Vahdettin derken “madde dışı varlığın tekliği”ni mi kastediyoruz?

Muhterem okurlarımız, TDK’nın sitesine hiç girdiniz mi? Tavsiye ederim, girin bir dolaşın sitede… “Kişi Adları Sözlüğü” başlığı altında bir sözlük hizmete sunulmuş. İyi güzel bir uygulama da isimlerin anlamlarına bir bakınca insan, dehşete düşüyor. Nasıl mı?

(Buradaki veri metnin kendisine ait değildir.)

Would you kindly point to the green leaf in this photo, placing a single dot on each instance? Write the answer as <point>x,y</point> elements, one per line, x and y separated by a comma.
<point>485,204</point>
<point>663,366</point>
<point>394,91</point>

Vahdeddin yok, boşuna aramayın. Vahdettin isminin anlamı ise: “Vahdettin: Dinin tekliği, birliği” olarak anlamlandırılmış. Bakalım bu kelimeye müsaadenizle: Vahded, Vahid kelimesinden gelmektedir ve anlamı “yalnız, tek”  demek. Din; din yani bizim dinimiz İslâmiyet kastedilmektedir burada. İsmin anlamı buna göre, “Vahdeddin veya Vahideddin: Dinin tekliği, birliği” demektir. Peki, Vahdettin ismini inceleyelim bu defa:

Vahdet: Birlik, teklik…

Tin, Arapça’da, incir demek. Başka, balçık demek. Başka başka; Mektup gibi şeyleri mühürlemek demek. Bunlarda din manasını siz görüyor musunuz muhterem okurlarımız?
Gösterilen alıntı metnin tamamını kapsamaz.